C’est un séisme qui a secoué la ville d’Oakland lundi 31 juillet 2017 sur les coups de 15h, heure locale. Non répertorié sur l’échelle de Richter, la magnitude de ce dernier se mesure différemment. Dans les cœurs. Ce tremblement, ce sont bien les fans des A’s, qui l’ont ressenti en lisant ce tweet insipide de Jeff Passan. Quatre mots en anglais auront suffi à venir à bout de nos espoirs de voir Sonny Gray continuer à lancer pour Oakland. « Gray to Yankees done ». Ou comment ponctuer une histoire d’amour longue de cinq ans. Brutalement. Sèchement. Et on a beau le savoir dès le premier jour, ou premier pitch c’est selon, on y laisse toujours un petit soupir, empli d’amertume.
Qu’il est déroutant dans le sport de haut niveau de constater, par soi-même, ce fossé entre l’émotion éprouvée par le fan – en l’occurrence votre serviteur – et l’information journalistique, si abrupte et brutale que nous la considérions presque impolie, voire insolente une fois parvenue sous sa forme la plus primitive qu’elle soit à nos tendres oreilles. Après tout, le baseball n’est-il pas un sport furieusement romantique ? L’affection portée par un fan envers sa star ne mérite-t-elle pas un peu plus de douceur ? Doux rêveurs, redescendez, la réponse est non, bien évidemment.
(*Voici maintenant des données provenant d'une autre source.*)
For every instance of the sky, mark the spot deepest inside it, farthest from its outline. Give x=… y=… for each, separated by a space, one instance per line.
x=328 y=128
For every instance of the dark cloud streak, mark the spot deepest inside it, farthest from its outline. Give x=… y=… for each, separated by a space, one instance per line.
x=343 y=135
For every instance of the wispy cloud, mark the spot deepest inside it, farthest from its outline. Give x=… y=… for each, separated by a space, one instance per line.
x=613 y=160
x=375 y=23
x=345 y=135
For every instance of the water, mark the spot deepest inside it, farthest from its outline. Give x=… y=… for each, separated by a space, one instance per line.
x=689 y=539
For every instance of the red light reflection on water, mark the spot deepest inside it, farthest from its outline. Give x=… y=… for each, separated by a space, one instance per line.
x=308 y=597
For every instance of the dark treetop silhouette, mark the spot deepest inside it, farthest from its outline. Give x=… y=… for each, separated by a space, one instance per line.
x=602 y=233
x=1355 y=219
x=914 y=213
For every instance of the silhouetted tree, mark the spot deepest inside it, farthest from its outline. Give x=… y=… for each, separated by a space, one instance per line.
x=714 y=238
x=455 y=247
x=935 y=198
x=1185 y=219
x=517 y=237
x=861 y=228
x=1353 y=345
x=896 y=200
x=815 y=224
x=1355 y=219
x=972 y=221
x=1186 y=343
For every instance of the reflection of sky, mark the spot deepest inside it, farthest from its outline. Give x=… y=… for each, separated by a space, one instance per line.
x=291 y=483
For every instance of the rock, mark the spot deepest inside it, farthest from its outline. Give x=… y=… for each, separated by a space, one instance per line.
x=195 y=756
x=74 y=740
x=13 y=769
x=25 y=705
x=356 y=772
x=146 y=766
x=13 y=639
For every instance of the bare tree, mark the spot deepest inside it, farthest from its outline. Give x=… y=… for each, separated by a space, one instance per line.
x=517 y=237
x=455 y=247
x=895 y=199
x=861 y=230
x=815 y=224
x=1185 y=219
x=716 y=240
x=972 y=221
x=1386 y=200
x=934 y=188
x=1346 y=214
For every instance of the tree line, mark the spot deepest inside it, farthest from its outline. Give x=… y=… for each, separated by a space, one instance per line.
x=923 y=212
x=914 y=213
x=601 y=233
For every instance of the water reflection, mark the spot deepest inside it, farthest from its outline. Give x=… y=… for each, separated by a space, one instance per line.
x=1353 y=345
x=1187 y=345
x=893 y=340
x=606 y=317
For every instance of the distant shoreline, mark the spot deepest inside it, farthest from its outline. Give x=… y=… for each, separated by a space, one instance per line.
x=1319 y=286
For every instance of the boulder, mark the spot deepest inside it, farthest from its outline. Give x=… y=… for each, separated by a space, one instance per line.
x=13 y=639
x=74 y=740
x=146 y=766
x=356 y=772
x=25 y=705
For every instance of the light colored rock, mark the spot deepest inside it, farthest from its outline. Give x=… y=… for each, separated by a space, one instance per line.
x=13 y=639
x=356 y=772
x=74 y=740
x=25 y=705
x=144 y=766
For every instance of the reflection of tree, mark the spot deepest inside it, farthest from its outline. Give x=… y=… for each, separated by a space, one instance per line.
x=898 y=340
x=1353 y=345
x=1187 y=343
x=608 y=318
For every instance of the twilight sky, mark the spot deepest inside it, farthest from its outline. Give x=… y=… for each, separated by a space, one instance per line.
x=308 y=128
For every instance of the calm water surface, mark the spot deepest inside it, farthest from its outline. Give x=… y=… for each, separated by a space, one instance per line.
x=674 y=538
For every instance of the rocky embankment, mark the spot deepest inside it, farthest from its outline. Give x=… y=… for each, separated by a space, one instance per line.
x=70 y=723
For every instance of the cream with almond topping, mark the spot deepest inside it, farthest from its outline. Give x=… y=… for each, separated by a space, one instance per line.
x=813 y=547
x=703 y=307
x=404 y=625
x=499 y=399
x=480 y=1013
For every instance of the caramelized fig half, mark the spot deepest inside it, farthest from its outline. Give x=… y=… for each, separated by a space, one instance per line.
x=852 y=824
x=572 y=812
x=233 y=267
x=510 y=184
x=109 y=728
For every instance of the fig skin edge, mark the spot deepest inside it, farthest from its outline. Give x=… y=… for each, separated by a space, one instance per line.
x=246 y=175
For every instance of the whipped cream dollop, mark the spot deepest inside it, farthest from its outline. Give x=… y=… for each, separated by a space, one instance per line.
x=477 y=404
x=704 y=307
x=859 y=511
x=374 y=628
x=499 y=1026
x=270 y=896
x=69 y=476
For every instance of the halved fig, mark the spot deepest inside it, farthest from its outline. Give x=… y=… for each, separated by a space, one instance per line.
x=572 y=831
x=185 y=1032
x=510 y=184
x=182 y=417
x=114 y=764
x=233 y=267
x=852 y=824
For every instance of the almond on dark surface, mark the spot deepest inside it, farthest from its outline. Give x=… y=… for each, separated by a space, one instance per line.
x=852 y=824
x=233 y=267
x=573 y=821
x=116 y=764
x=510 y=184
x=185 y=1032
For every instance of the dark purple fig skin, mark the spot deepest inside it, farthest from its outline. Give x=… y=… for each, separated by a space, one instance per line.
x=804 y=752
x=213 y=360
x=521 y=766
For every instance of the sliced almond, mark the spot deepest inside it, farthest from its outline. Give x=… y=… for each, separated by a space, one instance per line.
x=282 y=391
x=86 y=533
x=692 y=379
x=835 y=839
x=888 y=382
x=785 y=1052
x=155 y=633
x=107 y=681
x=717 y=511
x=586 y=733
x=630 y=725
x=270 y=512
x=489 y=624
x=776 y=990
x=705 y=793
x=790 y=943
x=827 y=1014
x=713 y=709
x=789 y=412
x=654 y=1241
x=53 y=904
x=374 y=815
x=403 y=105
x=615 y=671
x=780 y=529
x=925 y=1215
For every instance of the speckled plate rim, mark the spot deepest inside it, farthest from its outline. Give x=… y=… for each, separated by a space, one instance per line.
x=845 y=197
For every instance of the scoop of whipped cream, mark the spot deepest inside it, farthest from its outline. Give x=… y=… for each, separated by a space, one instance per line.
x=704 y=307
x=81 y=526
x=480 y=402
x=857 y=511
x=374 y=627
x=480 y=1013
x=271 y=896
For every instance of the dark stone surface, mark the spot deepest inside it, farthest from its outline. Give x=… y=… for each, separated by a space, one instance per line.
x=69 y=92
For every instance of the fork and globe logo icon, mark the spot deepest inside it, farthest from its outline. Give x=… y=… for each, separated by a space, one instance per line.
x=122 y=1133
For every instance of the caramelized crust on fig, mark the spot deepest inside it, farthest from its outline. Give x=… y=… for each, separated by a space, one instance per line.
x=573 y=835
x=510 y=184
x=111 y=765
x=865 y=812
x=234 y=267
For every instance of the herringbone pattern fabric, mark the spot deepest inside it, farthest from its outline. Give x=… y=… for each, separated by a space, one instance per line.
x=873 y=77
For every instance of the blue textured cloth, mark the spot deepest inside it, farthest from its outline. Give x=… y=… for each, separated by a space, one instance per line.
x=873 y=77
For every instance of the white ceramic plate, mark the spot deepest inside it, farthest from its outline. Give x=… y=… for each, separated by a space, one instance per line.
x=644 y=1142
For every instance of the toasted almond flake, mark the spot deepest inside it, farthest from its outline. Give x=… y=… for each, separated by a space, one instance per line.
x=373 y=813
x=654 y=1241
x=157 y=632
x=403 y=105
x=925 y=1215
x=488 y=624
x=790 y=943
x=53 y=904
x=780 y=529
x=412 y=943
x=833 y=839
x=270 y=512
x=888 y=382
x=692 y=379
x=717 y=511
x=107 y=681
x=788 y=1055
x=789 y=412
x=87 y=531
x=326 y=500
Sonny Gray a donc été tradé aux Yankees et il est bien inutile de se lamenter plus longuement. En échange, Oakland reçoit trois joueurs classés dans le top 15 du farm system des Pinstripers. À savoir l’OF Dustin Fowler (4e), le Shortstop Jorge Mateo (9e) et le lanceur Kaprelian (12e). À première vue, et je ne vais pas vous le cacher, on se dit que NY ressort grand gagnant de ce trade surtout lorsque l’on sait que Fowler et Kaprelian sont tous deux out jusqu’à la fin de saison. En lisant ces lignes, on comprend mieux pourquoi Billy Beane n’avait plus réalisé de transactions avec ces voleurs de NY depuis 14 ans ! Une fois les cartes posées sur la table, et avec un peu de recul, on s’aperçoit que le grand Billy Beane, pionnier de l’approche sabermetrics du baseball mise en place au début des années 2000’s, est en train de changer de stratégie.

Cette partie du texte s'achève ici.